Martins Biograph schildert in beispielhaften Episoden, wie der Bischof unerbittlich gegen nichtchristliche Kultstätten, insbesondere keltische Baumheiligtümer, vorging. Geschickt verstand es Martin, die heidnischen Kultstätten, Kulte, Feste und Bräuche christlich neu zu beleben.

Im Rahmen seiner bischöflichen Tätigkeit traf er mit den Großen seiner Zeit zusammen, unter anderem auch mit den Kaisern Valentinian I. und Maximus. Letzteren suchte er 386 in Trier auf, weil er für Priscillian, der vor dem kaiserlichen Gericht angeklagt war, Partei ergriff. Priscillian, ein vornehmer und gebildeter spanischer Laie, war der Leiter einer nach ihm benannten asketischen Gruppe. Von seinem Gegner, Bischof Ithacius, war Priscillians Bewegung 380 auf einer Synode zu Caesaraugusta, dem heutigen Saragossa, als Sekte verdammt worden. Bischof Ithacius gewann dadurch zwar das Interesse von Kaiser Maximus; unter den Bischöfen aber kam es zu Spannungen, weil erstmalig im Fall vermeintlicher Ketzerei ein Todesurteil ausgesprochen worden war. Martin war entschieden gegen dieses Urteil.
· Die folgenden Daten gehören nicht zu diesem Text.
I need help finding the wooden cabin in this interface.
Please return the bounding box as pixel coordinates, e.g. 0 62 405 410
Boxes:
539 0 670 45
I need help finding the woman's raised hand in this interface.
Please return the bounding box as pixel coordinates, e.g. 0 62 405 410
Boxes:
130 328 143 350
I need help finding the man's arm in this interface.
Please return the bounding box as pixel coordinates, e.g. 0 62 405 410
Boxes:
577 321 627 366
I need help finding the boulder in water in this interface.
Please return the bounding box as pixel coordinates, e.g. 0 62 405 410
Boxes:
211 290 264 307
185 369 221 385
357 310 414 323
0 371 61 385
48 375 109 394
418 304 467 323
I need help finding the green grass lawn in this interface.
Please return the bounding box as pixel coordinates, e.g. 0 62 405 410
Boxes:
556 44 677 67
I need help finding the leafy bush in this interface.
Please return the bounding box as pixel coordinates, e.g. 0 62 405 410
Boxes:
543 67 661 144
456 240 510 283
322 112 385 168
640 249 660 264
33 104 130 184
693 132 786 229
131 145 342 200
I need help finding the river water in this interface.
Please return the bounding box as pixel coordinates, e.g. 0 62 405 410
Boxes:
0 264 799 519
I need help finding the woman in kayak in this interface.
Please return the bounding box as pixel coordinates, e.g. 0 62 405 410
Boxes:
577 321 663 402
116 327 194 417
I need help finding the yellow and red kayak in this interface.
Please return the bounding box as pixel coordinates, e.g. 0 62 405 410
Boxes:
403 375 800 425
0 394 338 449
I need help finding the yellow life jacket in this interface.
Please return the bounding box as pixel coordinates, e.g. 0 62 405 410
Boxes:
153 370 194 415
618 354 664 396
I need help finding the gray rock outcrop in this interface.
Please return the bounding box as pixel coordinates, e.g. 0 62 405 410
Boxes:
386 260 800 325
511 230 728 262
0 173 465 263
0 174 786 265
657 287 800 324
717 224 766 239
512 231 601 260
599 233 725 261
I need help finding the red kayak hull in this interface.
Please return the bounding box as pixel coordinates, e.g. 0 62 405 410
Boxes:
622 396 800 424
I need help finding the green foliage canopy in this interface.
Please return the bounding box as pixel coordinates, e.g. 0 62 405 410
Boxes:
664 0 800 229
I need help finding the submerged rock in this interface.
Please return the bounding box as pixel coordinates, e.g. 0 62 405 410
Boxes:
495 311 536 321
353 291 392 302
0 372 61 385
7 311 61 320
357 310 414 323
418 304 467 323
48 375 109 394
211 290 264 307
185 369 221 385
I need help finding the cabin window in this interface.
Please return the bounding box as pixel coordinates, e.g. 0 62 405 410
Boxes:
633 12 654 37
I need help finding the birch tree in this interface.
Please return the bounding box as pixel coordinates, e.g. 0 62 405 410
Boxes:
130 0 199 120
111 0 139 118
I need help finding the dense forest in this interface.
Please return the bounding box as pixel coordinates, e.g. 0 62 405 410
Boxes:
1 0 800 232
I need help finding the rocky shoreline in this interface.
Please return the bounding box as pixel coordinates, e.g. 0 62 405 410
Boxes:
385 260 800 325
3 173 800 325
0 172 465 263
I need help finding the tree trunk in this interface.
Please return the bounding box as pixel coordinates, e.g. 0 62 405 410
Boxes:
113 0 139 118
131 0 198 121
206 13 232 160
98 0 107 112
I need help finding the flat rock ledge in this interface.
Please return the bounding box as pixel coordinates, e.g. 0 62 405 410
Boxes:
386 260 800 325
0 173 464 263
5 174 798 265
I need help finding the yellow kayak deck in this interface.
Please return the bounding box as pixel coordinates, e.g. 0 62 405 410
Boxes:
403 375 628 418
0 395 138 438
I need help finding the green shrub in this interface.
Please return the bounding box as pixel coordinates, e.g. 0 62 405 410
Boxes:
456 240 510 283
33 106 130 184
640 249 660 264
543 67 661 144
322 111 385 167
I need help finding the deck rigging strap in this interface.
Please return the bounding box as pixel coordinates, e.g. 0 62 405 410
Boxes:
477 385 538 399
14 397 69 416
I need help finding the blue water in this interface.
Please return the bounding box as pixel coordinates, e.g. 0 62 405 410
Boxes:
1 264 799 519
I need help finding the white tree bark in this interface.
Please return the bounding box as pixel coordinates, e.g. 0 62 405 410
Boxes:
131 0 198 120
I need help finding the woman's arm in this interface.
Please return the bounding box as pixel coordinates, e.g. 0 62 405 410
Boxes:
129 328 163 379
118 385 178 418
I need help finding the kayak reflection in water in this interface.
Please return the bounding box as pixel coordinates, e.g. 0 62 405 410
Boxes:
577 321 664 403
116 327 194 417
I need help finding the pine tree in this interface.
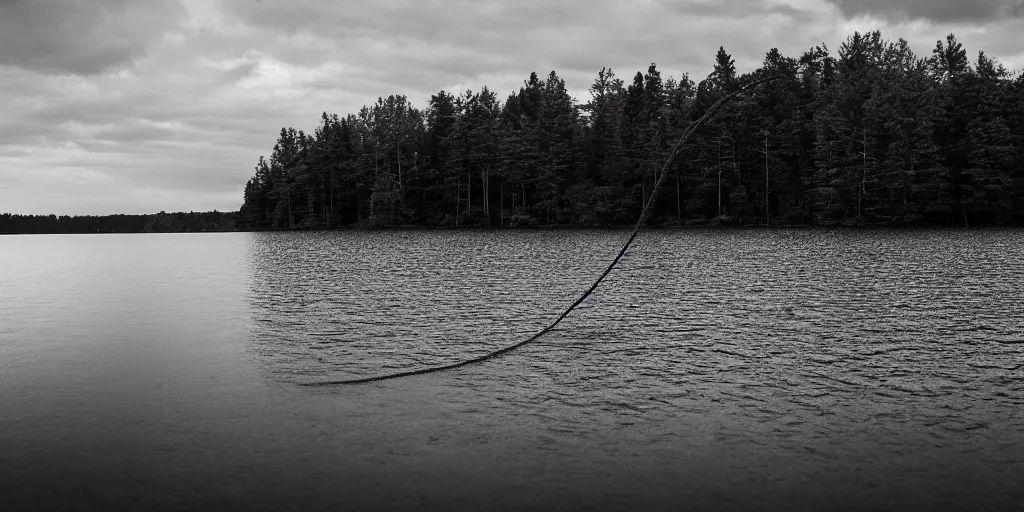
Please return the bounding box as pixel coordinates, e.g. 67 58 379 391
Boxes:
962 52 1017 224
235 29 1024 230
532 71 577 224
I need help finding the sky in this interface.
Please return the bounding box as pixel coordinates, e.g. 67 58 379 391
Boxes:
1 0 1023 216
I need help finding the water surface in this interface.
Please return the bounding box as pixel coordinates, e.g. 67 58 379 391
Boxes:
1 229 1022 511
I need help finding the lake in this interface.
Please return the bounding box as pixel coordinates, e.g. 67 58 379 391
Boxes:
1 229 1022 511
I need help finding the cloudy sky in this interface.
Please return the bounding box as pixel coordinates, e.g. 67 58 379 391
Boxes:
2 0 1022 216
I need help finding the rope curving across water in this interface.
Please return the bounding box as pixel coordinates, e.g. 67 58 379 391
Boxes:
304 74 782 386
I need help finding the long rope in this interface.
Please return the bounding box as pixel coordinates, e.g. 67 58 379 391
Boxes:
305 74 781 386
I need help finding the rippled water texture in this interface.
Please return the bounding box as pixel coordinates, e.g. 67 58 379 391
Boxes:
2 229 1023 511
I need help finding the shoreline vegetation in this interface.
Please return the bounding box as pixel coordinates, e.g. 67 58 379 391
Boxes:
0 211 237 235
4 31 1022 235
238 30 1024 231
5 216 1009 235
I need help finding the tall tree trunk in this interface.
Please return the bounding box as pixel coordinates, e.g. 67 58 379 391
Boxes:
859 121 866 223
717 140 723 218
484 166 491 228
676 171 682 221
287 193 293 229
765 135 770 226
718 168 722 218
396 140 403 207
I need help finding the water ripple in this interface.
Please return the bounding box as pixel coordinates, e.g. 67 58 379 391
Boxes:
245 228 1024 473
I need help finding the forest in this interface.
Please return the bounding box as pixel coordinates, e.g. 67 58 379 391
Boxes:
0 211 237 235
238 30 1024 230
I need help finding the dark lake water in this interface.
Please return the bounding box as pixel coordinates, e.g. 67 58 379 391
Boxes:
1 229 1022 511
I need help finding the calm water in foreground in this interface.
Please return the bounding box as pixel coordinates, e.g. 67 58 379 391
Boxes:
1 229 1022 511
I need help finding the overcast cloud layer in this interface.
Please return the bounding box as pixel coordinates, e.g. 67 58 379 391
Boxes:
2 0 1023 215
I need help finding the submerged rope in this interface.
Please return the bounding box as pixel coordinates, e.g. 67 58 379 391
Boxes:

Im Gegensatz zu anderen Bischöfen hatte er bislang dem in Trier residierenden Kaiser Maximus die Reverenz verweigert, weil er nicht mit einem Mann an einem Tisch sitzen wollte, der durch Gewalt und Mord an die Macht gekommen war; Maximus hatte nämlich seinen Vorgänger Gratian ermordet. Um Priscillians Leben zu retten, suchte er den Kaiser auf, protestierte gegen das Todesurteil für Häretiker und gegen die Einmischung des Staates in kirchliche Angelegenheiten. Martins mutiges Auftreten in Trier erwarb ihm zwar die Achtung des Kaisers, ersparte aber Priscillian nicht den Tod: Er wurde mit sechs Gefährten in Trier lebendig verbrannt.